My Lords, I thank the noble Baroness, Lady Finlay, for introducing this Bill, which is close to her heart, as we all know. I thank all noble Lords for a great debate. I thank the Library, the BMA, Dignity in Dying, Marie Curie and others for their briefings. I declare my interest as a member of a CCG, as set out in the register.
I particularly enjoyed—if that is the right expression—the noble Baroness’s introduction to the Bill. It reminded us yet again how privileged we are to have a Member of the House with such expertise and experience. As we all know, the Bill aims to,
“make provision for clinical commissioning groups to ensure that persons in their area have access to specialist and generalist palliative care and appropriate support services”.
I want to say how much I valued the contributions from the noble Baronesses, Lady Hamwee and Lady O’Loan, whose personal experiences add enormously to our debate. Frankly, I am too close to various experiences to talk about them myself, but I appreciated the fact that they had the courage to do so and thank them for it.
If enacted, the Bill would require CCGs to ensure that individuals with palliative care needs have access to “appropriate health services”. This obligation, as noble Lords have said, would include, but not be limited to, ensuring access to pain and symptom management; psychological support for individuals and their relatives, particularly children; and information regarding an individual’s condition and palliative care.

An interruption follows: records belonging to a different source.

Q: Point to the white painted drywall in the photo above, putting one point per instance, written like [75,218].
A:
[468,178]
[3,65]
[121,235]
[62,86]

It would place a duty on CCGs to publish that strategy. They question is: can they deliver the strategy? That is the theme that has run through all noble Lords’ contributions.
I thought the briefing we received from Marie Curie was very important: it justifies very succinctly why the Bill is necessary. It tells us that every year 150,000 people in the UK do not receive the care and support they need at the end of their lives. It tells us that more than 5.5 million people will die in England, around 75% of whom will need some form of palliative care and significant action at the end of their lives. It tells us that in 2016, there were more than 1.6 million emergency admissions, as the noble Baroness, Lady Meacher, mentioned, which amounted to 11 million days in hospital and cost the NHS £2.5 billion. If CCGs do not put strategies in place to ensure access to palliative care and appropriate support for people at the end of their lives, it will cost the NHS more money than is necessary—money that could be spent on palliative care. That is the challenge the Minister needs to address in her remarks.
All the briefing we have had points to the importance of the Bill and I add my voice to those of the noble Baroness, Lady Brinton, on behalf of children, and the noble Baroness, Lady Hollins, on behalf of those who approach the end of life with learning difficulties—their contributions were very important. I think the whole House agrees that the best possible palliative care is vital, so my questions have already been asked by other noble Lords. These concern individual care preferences, which are absent from the Bill, having been included in previous Bills. I appreciate that the noble Baroness, Lady Finlay, said that codes of practice will be written to incorporate those issues that are not in the Bill and had been in previous Bills concerning end-of-life care, but there is a problem. I know that the noble Lord, Lord Balfe, does not want there to be any amendments, but the truth is that if we want the Bill to be effective, we have to consider that codes of practice may not be enforceable. Given that we have legislation already that is not being enforced, we have to question the effectiveness of the delivery of the ambitions that are in this Private Member’s Bill.
I am not going to rehearse the issues raised by other noble Lords about Brenda Grant and Jill Rushton, or the case raised by the noble Lord, Lord Low, about P3 and the care home. We know there are enormous challenges. Personalised end-of-life care, which is a key component, is not being delivered with any consistency across the piece. There is an absence of education and training from the Bill: it is a shame that that is not there. The need to ensure that palliative care is in line with the Mental Capacity Act, as set out in Clause 3 of the 2016 Bill, should be reintroduced into this current version. While the BMA and the Royal College of Physicians have developed excellent guidance on clinically assisted nutrition and hydration, it is clear that not all health and care professionals learn about and implement these guidelines. I have personal experience, not many months ago, of the assisted nutrition and hydration of a relative.
Finally, other noble Lords have addressed the absence of any research element in the Bill. Will the noble Baroness, Lady Finlay, explain that? Robust data is crucial to measuring and analysing the effectiveness of palliative care and considering where improvements could be made. Can the Minister say whether the National Survey of Bereaved People will be revived? It seems even more important now to place data collection and research on advances in end-of-life care on a statutory footing. The issue for the Minister is whether the Government will be able to deliver on the Bill if we put it on the statute book, as I hope we will. Because we are wasting our time if the answer to that is, “not really”, or if there is an equivocation about it.
I end by agreeing passionately with my noble friend Lord Browne about the need to address the inequities and inequalities in palliative care. We need leadership, funding, monitoring, research and drive in order for the Bill to be implemented once we get it on the statute book, and we will certainly support the noble Baroness in doing that.